The brothers received a financial penalty during three different matches that they played in. Two of those were in the second and third rounds of the men’s doubles tournament. Furthermore, Stefanos was also penalised during his singles quarter-final match against Carlos Alcaraz, which he lost in straight sets. According to French newspaper L’Equipe, all three of those fines were issued as a result of coaching rules being broken.

Ironically, coaching is allowed during matches at the French Open but certain rules must be followed. ‘Verbal’ coaching can only be issued from the coaches and their team if they are sitting in the designated player’s box. Instructions must be limited to a few words and can only be given if the player is in the same half of the court as their coach. Although non-verbal coaching is allowed regardless of what side the player is on. Finally, players can’t start a conversation with their coach unless it is during a medical break, a bathroom break or when their opponent is changing clothes.

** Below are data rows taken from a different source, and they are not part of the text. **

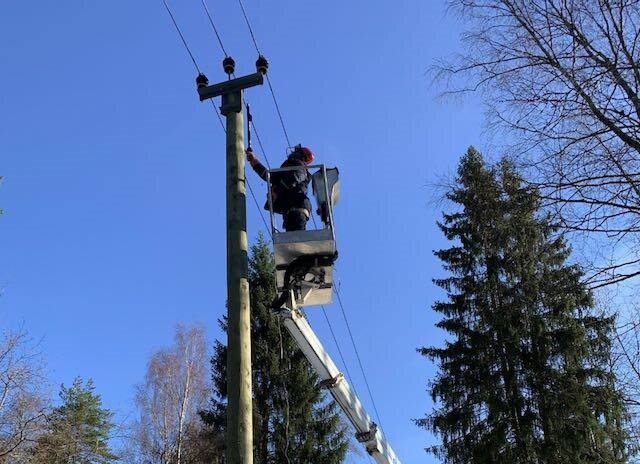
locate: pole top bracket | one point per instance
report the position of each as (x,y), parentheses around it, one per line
(231,86)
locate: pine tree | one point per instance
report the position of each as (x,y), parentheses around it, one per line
(523,376)
(293,421)
(78,430)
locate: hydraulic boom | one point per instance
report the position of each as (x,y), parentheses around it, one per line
(367,432)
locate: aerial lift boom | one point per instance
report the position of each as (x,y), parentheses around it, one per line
(367,432)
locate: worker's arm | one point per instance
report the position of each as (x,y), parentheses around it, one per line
(256,165)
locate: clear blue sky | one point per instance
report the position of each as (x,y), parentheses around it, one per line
(114,178)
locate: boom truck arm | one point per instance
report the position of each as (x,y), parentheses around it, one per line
(367,432)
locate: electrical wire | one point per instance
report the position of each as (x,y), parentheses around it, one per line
(186,46)
(166,5)
(215,29)
(336,291)
(353,343)
(273,94)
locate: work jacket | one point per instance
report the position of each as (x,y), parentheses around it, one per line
(288,188)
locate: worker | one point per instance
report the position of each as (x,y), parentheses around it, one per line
(289,188)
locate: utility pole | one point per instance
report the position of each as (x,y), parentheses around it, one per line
(239,448)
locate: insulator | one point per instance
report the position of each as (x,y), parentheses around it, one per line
(262,65)
(229,65)
(202,81)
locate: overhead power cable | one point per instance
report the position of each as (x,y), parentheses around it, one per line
(364,375)
(273,94)
(215,29)
(195,63)
(166,5)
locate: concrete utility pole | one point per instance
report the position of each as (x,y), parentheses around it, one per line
(239,409)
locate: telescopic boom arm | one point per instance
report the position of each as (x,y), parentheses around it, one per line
(367,432)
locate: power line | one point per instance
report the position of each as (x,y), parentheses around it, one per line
(186,46)
(273,94)
(246,18)
(335,340)
(215,29)
(353,343)
(181,36)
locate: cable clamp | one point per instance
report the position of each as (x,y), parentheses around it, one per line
(370,435)
(332,382)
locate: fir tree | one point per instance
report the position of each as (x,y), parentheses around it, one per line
(78,431)
(293,420)
(523,376)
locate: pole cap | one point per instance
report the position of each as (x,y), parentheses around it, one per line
(229,65)
(202,81)
(262,65)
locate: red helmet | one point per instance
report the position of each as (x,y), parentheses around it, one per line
(303,153)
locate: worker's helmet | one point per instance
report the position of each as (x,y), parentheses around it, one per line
(302,153)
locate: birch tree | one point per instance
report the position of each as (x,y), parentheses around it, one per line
(168,402)
(562,77)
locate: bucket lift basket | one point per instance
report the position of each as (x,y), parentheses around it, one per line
(304,258)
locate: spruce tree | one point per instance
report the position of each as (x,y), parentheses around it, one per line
(78,431)
(523,375)
(293,421)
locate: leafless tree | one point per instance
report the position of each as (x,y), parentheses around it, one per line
(23,403)
(168,402)
(562,77)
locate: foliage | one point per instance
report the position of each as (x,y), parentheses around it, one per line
(23,403)
(168,428)
(78,431)
(293,420)
(562,77)
(524,376)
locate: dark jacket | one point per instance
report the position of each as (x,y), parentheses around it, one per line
(289,188)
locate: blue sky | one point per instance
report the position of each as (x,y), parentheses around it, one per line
(113,229)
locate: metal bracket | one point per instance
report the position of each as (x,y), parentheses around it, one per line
(331,383)
(230,86)
(370,435)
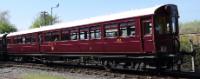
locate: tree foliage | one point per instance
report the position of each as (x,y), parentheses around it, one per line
(5,25)
(44,19)
(190,27)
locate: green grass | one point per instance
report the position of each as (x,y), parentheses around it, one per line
(41,76)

However, the Tsitsipas brothers have been found in violation of these rules, which is likely due to their animated father in the stands who is also their coach. Apostolos Tsitsipas has been given coaching violations in the past at other events, including the 2022 Australian Open. 

The value of the fines are €4,600 and €9,200 for the Tsitsipas brothers in the doubles, as well as an additional €7,400 just for Stefanos in the singles. In total, the value of their fines is €21,200. However, the penalty is unlikely to have an impact on the duo whose combined earnings for playing in this year’s French Open amount to roughly €495,000. 

So far in the tournament, the highest single fine to be issued this year was against Terence Atmane who hit a ball out of frustration that struck a fan in the stands. Atmane, who later apologised for his actions, managed to avoid getting disqualified from the match. Instead, he was fined €23,000.